L’incertitude géopolitique liée à un conflit prolongé au Moyen Orient a un impact négatif sur la confiance des investisseurs. Selon Ekivu de Ernst & Young, l’un des scénarios possibles d’escalade modérée à sévère pourrait freiner la croissance mondiale de 0,5 %. La stérélité des investissements touche particulièrement les secteurs stratégiques africains (énergie, mines, infrastructures).
Le FMI met en garde depuis avril 2025 contre une contraction de la croissance subsaharienne (révisée à 3,8 % pour 2025, contre 4,2 % antérieurement) en raison de perturbations extérieures et hausse des coûts d’emprunt. Le FMI exhorte les États africains à renforcer la mobilisation fiscale nationale pour éviter de dépendre d’endettement extérieur coûteux.
Certaines économies, comme l’Angola, préparent des simulations de sensibilité à la baisse des prix du pétrole, soulignant une fragilité importante si les cours chutent. L’anticipation d’un environnement mondial instable pousse à la prudence, jusqu’à retarder ou annuler des projets à long terme, y compris dans les énergies renouvelables.

 

Quels leviers pour amortir le choc ?

Face à ces vulnérabilités, les économies africaines disposent de plusieurs leviers pour amortir le choc et renforcer leur résilience :
Politiques d’ajustement budgétaire et monétaire : Adapter la politique budgétaire pour cibler les populations les plus vulnérables, renforcer la discipline fiscale et ajuster la politique monétaire pour contenir l’inflation sont des mesures prioritaires recommandées par la Banque africaine de développement et la CNUCED.
Diversification économique : Réduire la dépendance aux importations d’énergie et de biens de consommation en développant les filières locales, notamment dans l’agriculture, l’industrie légère et les énergies renouvelables, est une priorité de long terme.
Promotion de l’intégration régionale : Accroître le commerce intra-africain, faciliter la mobilité des biens et des personnes et mutualiser les infrastructures logistiques permettraient de limiter l’exposition du continent aux chocs extérieurs.
Mobilisation de financements innovants : Mettre en place des facilités de financement d’urgence pour les entreprises affectées, encourager l’investissement dans les chaînes de valeur régionales et renforcer la coopération avec les partenaires internationaux sont également des pistes identifiées par les institutions multilatérales.

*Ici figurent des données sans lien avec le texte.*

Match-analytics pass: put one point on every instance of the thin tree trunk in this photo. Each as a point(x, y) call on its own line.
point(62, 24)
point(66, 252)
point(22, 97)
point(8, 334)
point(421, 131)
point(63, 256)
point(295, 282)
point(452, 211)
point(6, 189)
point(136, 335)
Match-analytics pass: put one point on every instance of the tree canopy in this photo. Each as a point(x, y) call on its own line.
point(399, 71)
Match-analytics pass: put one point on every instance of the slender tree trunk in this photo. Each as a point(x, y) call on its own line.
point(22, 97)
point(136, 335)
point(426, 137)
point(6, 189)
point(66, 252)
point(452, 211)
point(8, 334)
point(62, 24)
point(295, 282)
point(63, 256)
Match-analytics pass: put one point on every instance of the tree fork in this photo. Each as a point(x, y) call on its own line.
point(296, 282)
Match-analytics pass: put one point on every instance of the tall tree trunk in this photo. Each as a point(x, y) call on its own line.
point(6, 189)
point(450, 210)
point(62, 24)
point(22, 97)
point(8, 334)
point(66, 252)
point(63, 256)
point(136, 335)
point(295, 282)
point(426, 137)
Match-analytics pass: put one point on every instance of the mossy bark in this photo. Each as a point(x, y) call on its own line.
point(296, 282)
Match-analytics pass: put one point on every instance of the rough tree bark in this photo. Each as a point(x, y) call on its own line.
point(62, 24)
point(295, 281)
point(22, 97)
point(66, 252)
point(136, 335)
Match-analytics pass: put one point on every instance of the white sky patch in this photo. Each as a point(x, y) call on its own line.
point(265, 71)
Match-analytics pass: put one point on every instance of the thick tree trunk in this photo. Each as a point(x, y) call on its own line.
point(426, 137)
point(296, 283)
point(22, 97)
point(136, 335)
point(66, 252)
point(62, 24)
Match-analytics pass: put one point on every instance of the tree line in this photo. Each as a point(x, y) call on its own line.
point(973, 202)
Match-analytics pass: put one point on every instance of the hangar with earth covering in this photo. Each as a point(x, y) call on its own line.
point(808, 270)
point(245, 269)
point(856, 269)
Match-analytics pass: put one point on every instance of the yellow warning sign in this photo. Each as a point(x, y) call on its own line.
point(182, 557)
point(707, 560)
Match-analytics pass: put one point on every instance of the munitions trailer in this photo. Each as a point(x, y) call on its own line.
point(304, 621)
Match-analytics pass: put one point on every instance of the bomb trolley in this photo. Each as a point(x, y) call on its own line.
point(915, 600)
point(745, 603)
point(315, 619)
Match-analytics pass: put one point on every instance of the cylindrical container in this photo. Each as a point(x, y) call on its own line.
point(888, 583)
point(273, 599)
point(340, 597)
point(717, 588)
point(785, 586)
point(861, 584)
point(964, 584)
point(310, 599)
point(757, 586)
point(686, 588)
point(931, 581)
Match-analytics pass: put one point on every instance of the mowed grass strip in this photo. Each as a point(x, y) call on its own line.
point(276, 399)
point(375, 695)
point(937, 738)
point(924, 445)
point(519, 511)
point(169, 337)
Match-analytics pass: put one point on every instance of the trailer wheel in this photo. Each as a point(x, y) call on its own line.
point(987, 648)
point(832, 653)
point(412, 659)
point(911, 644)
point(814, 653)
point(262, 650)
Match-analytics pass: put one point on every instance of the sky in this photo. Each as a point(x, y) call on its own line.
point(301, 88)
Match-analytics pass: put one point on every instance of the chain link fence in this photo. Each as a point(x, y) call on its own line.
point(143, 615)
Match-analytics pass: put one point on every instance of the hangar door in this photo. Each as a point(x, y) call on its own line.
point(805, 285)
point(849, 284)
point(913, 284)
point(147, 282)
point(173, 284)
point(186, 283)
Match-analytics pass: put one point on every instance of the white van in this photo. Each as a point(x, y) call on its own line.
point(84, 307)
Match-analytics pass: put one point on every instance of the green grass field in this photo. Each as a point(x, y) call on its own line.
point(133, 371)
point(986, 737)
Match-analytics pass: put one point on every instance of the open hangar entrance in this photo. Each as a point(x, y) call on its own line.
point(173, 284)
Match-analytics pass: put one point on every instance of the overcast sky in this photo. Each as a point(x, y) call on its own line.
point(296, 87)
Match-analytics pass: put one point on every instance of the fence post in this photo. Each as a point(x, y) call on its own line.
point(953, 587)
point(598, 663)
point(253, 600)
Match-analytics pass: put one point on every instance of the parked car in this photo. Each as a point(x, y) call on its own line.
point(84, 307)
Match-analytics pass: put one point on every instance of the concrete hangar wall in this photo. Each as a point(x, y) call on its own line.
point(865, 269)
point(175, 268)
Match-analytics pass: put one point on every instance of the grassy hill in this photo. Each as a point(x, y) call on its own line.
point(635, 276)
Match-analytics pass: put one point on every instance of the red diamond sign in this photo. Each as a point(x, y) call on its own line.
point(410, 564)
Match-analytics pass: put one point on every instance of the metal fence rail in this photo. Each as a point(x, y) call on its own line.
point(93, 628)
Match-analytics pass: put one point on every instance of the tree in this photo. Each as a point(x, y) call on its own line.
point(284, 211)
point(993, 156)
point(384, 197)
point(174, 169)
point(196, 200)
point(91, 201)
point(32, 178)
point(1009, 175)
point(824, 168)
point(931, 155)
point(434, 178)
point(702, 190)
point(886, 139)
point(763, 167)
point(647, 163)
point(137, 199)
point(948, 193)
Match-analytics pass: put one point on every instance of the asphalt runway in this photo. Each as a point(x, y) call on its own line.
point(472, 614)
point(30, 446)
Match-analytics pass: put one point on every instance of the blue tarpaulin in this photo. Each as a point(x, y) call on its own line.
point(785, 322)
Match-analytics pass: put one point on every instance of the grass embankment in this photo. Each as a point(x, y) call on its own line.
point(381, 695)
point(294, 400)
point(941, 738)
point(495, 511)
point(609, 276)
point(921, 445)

La dette fragilise les pays pauvres

Renforcement de la gouvernance et des capacités institutionnelles : Améliorer la transparence, la gestion des finances publiques et la lutte contre la corruption sont des conditions essentielles pour attirer des investisseurs de long terme et garantir une utilisation efficace des ressources mobilisées.
Résilience et opportunités : l’Afrique à l’épreuve des crises
Malgré la gravité des menaces pesant sur son économie, l’Afrique a démontré une capacité de résilience remarquable face aux chocs externes. La croissance, bien que ralentie, reste supérieure à la moyenne mondiale et le potentiel de transformation du continent demeure considérable.
La crise actuelle pourrait, à terme, accélérer certaines dynamiques positives : accélération de la transition énergétique, renforcement de l’intégration régionale, montée en puissance de nouvelles filières industrielles et agricoles. Mais pour transformer l’épreuve en opportunité, il faudra des politiques publiques audacieuses, une coopération régionale renforcée et un engagement renouvelé des partenaires internationaux.

Le conflit entre Israël et l’Iran met une nouvelle fois en lumière la forte exposition des économies africaines aux chocs extérieurs. Toutefois, cette crise invite les États africains à repenser leurs stratégies de développement, à renforcer leur souveraineté économique et à accélérer la construction d’un modèle de croissance plus résilient, inclusif et durable.